Par Jean-Baptiste Messier

Michael Moorcock est plus connu pour les aventures de son nécromancien tourmenté et passionné « Elric de Melniboné ». Pourtant sur le plan du style, c’est loin d’être un chef d’œuvre (est-ce la faute de la traduction ?). Je vous présente donc une œuvre dont le style est beaucoup plus raffiné, abouti : « Gloriana ou la reine inassouvie ». C’est une œuvre méconnue qui, pourtant, à mon sens gagnerait à être lue et découverte par les amateurs de pépites.

Gloriana

Présentation :

En ce nouvel âge d’or, Gloriana règne sur Albion et son empire. Si la cour vit au rythme de la reine, le gouvernement repose sur le chancelier Montfallcon et son réseau d’espions et d’assassins.

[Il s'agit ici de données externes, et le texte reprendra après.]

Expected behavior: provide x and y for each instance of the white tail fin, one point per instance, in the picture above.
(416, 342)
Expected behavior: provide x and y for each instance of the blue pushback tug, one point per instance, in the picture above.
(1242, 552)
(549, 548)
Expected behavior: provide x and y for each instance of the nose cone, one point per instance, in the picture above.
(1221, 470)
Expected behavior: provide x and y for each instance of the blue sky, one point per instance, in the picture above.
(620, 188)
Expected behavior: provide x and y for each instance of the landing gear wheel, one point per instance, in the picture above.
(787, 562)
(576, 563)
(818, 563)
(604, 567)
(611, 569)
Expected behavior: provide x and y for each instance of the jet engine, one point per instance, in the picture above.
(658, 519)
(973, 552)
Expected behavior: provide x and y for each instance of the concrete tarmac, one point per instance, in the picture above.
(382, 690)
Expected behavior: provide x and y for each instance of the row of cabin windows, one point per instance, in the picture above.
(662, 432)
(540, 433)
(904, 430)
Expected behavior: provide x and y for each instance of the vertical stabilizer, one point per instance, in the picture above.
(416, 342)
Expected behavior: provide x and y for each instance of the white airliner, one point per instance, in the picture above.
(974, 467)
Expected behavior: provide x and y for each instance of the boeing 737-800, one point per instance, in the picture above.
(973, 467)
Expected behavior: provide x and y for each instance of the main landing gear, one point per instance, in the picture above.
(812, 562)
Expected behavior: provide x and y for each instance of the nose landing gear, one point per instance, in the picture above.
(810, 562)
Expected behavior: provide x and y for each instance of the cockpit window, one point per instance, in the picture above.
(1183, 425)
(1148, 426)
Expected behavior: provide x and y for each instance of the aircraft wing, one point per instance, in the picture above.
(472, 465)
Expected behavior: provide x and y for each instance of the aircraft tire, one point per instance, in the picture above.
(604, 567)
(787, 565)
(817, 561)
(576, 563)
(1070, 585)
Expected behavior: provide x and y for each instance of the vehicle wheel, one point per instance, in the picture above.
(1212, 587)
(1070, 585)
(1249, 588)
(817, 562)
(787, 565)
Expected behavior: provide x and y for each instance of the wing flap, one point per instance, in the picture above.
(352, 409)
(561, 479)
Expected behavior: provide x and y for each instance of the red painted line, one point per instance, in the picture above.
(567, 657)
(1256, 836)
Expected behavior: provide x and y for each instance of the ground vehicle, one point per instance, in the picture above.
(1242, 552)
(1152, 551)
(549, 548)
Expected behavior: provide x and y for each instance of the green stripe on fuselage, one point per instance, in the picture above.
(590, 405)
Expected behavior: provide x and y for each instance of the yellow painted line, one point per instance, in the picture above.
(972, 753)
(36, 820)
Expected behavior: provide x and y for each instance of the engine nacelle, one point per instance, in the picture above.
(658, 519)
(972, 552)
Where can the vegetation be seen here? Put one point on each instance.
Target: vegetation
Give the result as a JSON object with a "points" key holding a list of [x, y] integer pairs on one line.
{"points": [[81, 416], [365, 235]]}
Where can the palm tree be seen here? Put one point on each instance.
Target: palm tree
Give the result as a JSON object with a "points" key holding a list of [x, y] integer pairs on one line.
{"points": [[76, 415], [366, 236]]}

Parmi eux, l’énigmatique et redoutable capitaine Quire. Et tandis que la reine de vertu languit dans son palais creusé de souterrains mystérieux, Quire, le prince du vice, trame dans l’ombre l’écheveau complexe de ses intrigues… Albion n’est pas l’Angleterre, Londres n’est plus dans Londres et le monde de la Renaissance a changé ; de même Gloriana n’est pas Elisabeth Ire. Pourtant… Uchronie fantastique, étrange et brillante, conte de fées cruel et pervers, Gloriana occupe une place à part dans l’œuvre de Michael Moorcock.

Mon avis :

Par rapport au cycle d’Elric, le style est nettement plus abouti et littéraire. (Peut-être est-ce dû au traducteur aussi ?).
L’ambiance dans une Albion autre (on ne peut pas parler d’uchronie, plus une Albion totalement imaginée, une vision d’un artiste) nous transporte complètement. de la chevalerie, du vice, de la perversité.
Les personnages : le capitaine Quire qui ourdit de sombres machinations avec une morale des plus captivantes, la reine Gloriana – reine frigide à la recherche de plaisirs les plus pervers, Tinkel – l’associé damné de Quire, Monfalcon – le vieux conseiller de la reine Gloriana, Dee -l’alchimiste aux pratiques obscures et empreintes de vice, ce sont des portraits qui marquent pour longtemps nos mémoires.
Ce palais rempli de coins secrets aussi.

C’est donc une fresque très très haute en couleur, où il faut prendre le plaisir de lire pour lire et non pour dévorer une histoire.
Seul bémol : le rythme est quand même très lent. Mais bon, on ne peut avoir le beurre et l’argent du beurre.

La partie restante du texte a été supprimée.